The Public Safety Commission, it should be noted, is different from the Greater Austin Crime Commission, which has engaged in gun buybacks in the past.

I call that point out because the Public Safety Commission issued a series of “recommendations” to the city council yesterday. As reported in the Statesman, APSC recommends:

  1. “banning the leasing of government-owned facilities to gun shows”.
  2. “vendors at such shows to conduct background screenings”. This doesn’t make a lot of sense: we’re going to ban gun shows on public property, but we’re going to require vendors to conduct background screenings at the gun shows we’ve banned? I don’t believe the city can require vendors to conduct background checks at gun shows on private property; I think this is superseded by state preemption law.
  3. “…enforcing a state law prohibiting the carrying of firearms — except by those with concealed hand gun permits — in public parks, public meetings of government bodies, non-firearm related events at schools, colleges or professional events and political rallies, parades and meetings.” Wow, that’s a daring recommendation, guys. Enforce existing law.
  4. Instruct the “Austin City Council, Travis County Commissioner’s Court and Austin Community College and Austin Independent School District boards of trustees” to “divest ownership in any companies that manufacture and sell assault weapons or high capacity magazines to the public”.
  5. “Direct the Austin Police Department and Travis County Sheriff’s Office to study gun buy-back programs and come back with recommendations.” Oh, boy, I hope they do. As you may have noted at the link above, the last gun buy-back turned into a gun show. If they have another buy-back, I’d love to take a shot at picking up some more nice older Smiths.
  6. “Collect data on guns used in crimes”. I’m not sure from the context of the Statesman article what this means.
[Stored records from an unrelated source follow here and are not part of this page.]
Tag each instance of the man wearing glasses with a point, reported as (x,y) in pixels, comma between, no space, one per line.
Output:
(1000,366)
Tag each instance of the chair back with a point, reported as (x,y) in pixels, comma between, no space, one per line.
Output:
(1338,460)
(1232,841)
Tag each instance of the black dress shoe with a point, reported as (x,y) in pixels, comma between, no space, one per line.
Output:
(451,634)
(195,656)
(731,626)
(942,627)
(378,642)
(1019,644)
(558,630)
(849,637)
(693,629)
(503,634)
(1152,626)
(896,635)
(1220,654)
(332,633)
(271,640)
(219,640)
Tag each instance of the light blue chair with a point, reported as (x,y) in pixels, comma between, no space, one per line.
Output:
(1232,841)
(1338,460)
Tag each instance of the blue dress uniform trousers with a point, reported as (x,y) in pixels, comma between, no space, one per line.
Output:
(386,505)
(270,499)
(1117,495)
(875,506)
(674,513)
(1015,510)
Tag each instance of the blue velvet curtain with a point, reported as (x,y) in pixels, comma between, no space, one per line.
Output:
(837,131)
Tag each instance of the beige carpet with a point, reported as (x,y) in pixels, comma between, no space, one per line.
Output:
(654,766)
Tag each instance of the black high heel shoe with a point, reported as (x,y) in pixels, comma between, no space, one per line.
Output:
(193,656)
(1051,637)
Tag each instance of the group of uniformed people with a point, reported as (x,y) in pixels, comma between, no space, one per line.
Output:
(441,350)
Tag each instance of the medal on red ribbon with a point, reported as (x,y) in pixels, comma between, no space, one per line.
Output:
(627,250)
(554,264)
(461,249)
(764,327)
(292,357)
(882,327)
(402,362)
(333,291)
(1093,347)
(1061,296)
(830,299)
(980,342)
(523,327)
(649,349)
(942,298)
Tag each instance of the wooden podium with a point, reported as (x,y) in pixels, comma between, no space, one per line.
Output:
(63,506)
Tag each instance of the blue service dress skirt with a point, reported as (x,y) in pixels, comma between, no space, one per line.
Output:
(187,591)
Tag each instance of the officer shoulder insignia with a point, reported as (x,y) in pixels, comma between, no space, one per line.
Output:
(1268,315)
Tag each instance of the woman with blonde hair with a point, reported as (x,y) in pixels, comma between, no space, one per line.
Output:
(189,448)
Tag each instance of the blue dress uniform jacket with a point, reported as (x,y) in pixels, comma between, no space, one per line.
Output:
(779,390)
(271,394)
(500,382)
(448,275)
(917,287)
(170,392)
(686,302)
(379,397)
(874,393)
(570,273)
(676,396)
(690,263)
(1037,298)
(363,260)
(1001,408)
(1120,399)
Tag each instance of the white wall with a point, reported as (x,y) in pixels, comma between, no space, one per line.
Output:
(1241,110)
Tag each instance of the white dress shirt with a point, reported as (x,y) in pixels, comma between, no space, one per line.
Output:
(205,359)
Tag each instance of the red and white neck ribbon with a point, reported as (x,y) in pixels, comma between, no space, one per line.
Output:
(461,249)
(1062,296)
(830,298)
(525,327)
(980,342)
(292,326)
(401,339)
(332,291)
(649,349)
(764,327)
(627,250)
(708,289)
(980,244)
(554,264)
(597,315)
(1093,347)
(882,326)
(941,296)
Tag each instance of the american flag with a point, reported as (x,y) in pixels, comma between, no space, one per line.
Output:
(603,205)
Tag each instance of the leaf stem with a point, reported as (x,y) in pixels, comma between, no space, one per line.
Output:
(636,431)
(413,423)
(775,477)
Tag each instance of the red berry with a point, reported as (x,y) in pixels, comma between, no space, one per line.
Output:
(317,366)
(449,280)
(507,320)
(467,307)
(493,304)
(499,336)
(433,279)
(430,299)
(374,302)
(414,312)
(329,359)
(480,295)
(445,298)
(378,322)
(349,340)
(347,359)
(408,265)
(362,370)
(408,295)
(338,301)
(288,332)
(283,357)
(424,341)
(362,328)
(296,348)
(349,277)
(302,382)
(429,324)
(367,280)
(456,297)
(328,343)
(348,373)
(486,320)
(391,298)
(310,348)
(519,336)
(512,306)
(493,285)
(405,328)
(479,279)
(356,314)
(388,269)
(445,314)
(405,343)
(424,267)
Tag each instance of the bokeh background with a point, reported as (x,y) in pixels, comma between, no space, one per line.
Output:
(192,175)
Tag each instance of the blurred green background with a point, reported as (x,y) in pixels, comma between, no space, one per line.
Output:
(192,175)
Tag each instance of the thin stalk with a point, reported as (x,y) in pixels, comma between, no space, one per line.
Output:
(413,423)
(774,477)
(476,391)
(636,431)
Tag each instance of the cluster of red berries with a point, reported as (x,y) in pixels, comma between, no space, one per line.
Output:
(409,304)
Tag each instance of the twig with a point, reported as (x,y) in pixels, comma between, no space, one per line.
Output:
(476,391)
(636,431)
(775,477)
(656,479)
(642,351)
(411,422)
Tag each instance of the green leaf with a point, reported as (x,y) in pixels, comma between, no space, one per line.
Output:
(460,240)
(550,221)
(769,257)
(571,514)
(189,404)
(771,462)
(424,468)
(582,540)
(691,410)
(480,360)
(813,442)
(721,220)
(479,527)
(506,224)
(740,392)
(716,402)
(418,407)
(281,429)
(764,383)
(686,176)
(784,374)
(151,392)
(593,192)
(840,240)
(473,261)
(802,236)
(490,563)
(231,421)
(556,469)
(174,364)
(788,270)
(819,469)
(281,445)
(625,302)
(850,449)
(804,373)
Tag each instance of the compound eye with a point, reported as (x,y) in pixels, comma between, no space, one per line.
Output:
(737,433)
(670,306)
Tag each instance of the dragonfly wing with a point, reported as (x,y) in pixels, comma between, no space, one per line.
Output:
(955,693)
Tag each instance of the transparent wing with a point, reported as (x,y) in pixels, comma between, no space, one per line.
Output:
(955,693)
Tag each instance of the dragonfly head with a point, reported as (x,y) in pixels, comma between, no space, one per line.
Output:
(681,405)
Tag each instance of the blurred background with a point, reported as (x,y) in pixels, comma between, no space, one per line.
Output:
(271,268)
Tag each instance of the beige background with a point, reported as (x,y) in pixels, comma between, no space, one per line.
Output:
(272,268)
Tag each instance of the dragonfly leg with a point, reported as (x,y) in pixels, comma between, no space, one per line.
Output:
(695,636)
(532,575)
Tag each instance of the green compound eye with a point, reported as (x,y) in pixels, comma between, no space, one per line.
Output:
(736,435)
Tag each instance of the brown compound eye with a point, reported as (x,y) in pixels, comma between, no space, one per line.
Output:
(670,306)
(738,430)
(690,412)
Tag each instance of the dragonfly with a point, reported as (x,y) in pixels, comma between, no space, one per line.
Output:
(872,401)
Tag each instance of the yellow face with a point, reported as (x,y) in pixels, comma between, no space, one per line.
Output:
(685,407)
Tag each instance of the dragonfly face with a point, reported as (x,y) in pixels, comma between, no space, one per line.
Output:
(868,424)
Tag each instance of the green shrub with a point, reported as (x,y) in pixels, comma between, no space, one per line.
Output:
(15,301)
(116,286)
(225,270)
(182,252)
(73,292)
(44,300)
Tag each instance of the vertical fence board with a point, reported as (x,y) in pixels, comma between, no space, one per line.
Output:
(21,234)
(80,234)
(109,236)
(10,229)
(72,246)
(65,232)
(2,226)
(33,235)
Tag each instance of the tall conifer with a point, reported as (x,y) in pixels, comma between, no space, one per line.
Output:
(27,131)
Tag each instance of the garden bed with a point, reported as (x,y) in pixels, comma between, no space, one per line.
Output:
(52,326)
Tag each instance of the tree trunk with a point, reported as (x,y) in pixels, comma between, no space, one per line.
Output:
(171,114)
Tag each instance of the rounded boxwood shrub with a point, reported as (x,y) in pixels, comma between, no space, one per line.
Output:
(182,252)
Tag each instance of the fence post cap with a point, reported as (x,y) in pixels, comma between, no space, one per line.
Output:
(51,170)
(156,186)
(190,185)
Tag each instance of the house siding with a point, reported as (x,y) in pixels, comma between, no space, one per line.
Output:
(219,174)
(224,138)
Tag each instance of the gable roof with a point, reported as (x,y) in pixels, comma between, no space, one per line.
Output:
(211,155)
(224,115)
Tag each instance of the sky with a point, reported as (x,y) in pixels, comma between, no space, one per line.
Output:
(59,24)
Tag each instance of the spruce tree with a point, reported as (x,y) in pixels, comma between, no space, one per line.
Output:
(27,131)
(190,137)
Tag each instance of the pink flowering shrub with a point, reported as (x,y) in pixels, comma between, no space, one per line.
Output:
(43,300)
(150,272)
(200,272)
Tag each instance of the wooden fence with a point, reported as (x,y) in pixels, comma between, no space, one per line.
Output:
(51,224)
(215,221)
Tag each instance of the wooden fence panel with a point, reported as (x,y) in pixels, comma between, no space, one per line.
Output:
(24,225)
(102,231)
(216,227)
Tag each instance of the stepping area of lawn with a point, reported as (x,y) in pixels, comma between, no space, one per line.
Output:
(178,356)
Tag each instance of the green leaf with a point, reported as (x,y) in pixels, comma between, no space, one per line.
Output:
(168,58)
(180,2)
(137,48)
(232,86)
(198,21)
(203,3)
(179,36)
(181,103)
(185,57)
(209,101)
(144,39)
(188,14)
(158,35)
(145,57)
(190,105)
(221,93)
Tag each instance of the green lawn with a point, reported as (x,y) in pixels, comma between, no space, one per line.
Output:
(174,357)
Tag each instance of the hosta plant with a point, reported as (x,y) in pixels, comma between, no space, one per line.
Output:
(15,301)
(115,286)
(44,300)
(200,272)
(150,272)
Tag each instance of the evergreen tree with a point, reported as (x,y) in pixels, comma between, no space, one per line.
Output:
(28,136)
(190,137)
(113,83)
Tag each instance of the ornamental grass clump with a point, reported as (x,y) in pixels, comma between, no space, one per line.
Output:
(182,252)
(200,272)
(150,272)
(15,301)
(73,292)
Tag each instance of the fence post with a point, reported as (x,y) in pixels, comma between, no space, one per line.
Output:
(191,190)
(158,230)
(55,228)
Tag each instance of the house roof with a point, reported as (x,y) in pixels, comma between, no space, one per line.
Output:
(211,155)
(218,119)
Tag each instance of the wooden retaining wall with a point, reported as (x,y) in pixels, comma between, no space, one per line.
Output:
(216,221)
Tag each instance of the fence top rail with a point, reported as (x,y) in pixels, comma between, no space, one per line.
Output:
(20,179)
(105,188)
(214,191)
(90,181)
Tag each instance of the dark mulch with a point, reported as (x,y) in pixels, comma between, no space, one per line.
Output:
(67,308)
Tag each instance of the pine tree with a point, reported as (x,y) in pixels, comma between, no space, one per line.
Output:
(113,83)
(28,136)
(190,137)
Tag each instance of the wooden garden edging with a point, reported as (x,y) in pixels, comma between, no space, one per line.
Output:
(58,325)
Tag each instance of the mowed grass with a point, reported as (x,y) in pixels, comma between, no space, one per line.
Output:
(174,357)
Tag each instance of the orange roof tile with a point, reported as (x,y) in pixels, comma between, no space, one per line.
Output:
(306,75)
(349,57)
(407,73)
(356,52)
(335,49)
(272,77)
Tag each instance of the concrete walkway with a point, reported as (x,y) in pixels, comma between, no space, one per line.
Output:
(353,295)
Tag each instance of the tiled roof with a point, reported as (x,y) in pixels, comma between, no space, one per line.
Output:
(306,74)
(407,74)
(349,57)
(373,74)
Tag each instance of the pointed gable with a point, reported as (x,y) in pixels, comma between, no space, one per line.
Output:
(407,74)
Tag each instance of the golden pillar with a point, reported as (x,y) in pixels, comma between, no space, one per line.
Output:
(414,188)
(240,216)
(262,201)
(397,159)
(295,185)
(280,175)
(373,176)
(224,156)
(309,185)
I was listening to KLBJ-AM briefly last night, and caught part of a story on the commission recommendations; apparently, what they’re looking for is information about where crime guns come from. Are they stolen, legally purchased, bought at gun shows, etc.?

It is perhaps also worth noting that former mayor Will Wynn and current mayor Lee Leffingwell are members of Mayors Against Illegal Guns, and that Wynn is one of the members of that group who has been convicted of a criminal offense.

The more I hear out of these people, the better a recall election sounds.